The best way to summarise the tone of A Knight’s Tale is pointing out an early scene where a Medieval jousting tournament is accompanied by the crowds singing Queen – We Will Rock You. This is less period piece and more amusing romp in a medieval setting. Ignore the fact that Shannyn Sossamon spends one scene dressed in 50s fashion.
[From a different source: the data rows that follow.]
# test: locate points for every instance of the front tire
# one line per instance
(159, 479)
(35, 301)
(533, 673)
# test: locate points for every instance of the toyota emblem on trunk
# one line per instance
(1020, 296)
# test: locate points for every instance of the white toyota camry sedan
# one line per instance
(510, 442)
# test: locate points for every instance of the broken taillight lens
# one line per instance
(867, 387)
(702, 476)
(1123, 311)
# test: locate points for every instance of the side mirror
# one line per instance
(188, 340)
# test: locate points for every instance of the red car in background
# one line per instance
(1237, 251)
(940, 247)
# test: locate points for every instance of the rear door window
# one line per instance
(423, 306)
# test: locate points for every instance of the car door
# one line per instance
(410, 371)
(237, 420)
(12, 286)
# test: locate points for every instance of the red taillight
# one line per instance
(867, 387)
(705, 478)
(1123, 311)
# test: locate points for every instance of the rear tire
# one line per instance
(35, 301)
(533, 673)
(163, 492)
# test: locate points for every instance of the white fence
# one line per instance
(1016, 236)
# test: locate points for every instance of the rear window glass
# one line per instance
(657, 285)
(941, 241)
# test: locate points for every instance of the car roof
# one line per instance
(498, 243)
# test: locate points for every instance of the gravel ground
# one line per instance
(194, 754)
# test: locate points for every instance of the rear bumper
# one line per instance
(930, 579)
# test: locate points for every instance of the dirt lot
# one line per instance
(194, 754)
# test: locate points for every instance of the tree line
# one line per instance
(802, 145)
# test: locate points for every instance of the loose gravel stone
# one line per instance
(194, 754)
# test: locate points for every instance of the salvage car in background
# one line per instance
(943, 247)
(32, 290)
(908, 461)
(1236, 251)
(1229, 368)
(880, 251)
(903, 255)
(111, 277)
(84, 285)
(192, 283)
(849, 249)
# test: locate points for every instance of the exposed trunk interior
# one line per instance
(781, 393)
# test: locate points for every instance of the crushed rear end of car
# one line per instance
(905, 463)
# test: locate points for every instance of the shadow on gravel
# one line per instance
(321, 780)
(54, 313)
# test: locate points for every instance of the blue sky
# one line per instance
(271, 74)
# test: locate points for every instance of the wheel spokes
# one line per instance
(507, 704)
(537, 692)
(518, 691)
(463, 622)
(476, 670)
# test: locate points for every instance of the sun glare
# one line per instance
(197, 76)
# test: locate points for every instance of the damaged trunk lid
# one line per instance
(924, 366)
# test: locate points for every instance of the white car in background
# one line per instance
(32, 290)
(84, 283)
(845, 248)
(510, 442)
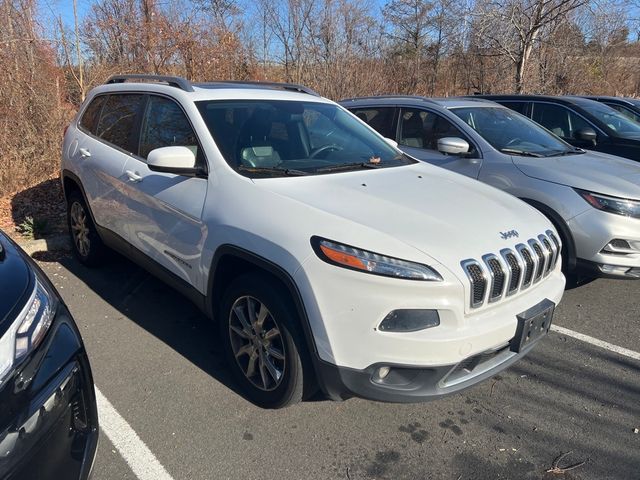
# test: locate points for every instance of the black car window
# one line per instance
(558, 119)
(422, 129)
(520, 107)
(380, 119)
(118, 119)
(89, 120)
(165, 125)
(630, 114)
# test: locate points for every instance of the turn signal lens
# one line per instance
(369, 262)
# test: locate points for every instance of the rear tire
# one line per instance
(262, 341)
(86, 244)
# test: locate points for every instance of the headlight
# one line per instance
(369, 262)
(28, 330)
(621, 206)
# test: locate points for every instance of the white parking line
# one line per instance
(594, 341)
(134, 451)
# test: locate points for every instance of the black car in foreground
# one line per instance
(48, 415)
(629, 107)
(579, 121)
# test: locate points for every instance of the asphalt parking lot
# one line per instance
(156, 361)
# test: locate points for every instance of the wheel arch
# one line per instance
(563, 229)
(229, 261)
(71, 183)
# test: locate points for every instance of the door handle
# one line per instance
(133, 176)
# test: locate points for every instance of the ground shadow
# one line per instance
(44, 204)
(157, 308)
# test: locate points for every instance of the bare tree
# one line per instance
(513, 27)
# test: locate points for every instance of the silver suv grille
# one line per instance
(498, 276)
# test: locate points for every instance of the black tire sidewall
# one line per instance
(291, 388)
(96, 248)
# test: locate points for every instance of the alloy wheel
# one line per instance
(257, 343)
(80, 229)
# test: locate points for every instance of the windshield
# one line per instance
(621, 125)
(278, 138)
(513, 133)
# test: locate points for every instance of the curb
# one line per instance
(50, 244)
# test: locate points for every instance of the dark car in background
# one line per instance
(48, 414)
(579, 121)
(629, 107)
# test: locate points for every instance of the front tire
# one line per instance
(86, 243)
(262, 341)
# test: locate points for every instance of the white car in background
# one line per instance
(329, 258)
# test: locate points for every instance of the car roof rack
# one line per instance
(187, 86)
(294, 87)
(178, 82)
(390, 97)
So, sure, this movie is bound to ruffle the feathers of purists in the audience, but the casual attitude towards period accuracy suits Helgeland’s film just fine. For a start, for large chunks of A Knight’s Tale, the period seems less important than the genre. Helgeland is making a typical sport’s movie, only one pulled out of the usual centuries and dumped into the Middle Ages. And why not? In terms of the ‘jousting movie’ genre, A Knight’s Tale finds itself with no competition. The story doesn’t even have to work too hard to stand on its own two legs. Heath Ledger plays a charming hero, a lowly squire, who falsifies documents granting him a noble title, getting him into a jousting tournament. The secret identity angle isn’t leaned on too heavily, rather than a plot point to crop up in the ending beats. The more prominent narrative beats are the more typical ones of the sport genre: there is a woman out of the hero’s league to woo through his competence in the sport (or does she love the person beneath more than the sporty exterior?), and a jerk champion to be knocked from the title position. In the jousting sport, knocking someone from their high horse takes a very literal meaning. The movie is a fairly simple one and, at times, there is a sense that this movie doesn’t quite have enough going for it to keep you hooked. Problems are solved by a character with a convenient answer strolling around the corner at just the right time. Light entertainment is chosen over depth. This is a film happy to win audiences over with a smile and a cheeky wink. Heath Ledger is the perfect example of that. It is impossible to not watch Ledger act and dream of a time when he was allowed to go that extra mile. Ledger is asked to play the charming English hero (his accent is perfect theatre Brit), a soppy romantic lead to make the women go weak at the knees. Yes, he is capable of more, but you were never going to find that here. Instead, sink into Ledger’s ability to simply coast through a film and keep a degree of talent. He fits the material like a glove. The supporting cast get the gist as well. Paul Bettany makes for a show-stealing Chaucer, introduced as a wacky, naked man wandering down a dirt road and going on to uproot scenes from the other actors. Watching him hype Ledger’s Thatcher before a jousting machine is simply a delight.

Final Verdict: Pleasant fun. It could be so much more, but there is a charm to a Middle Age film not striving to be the next Epic.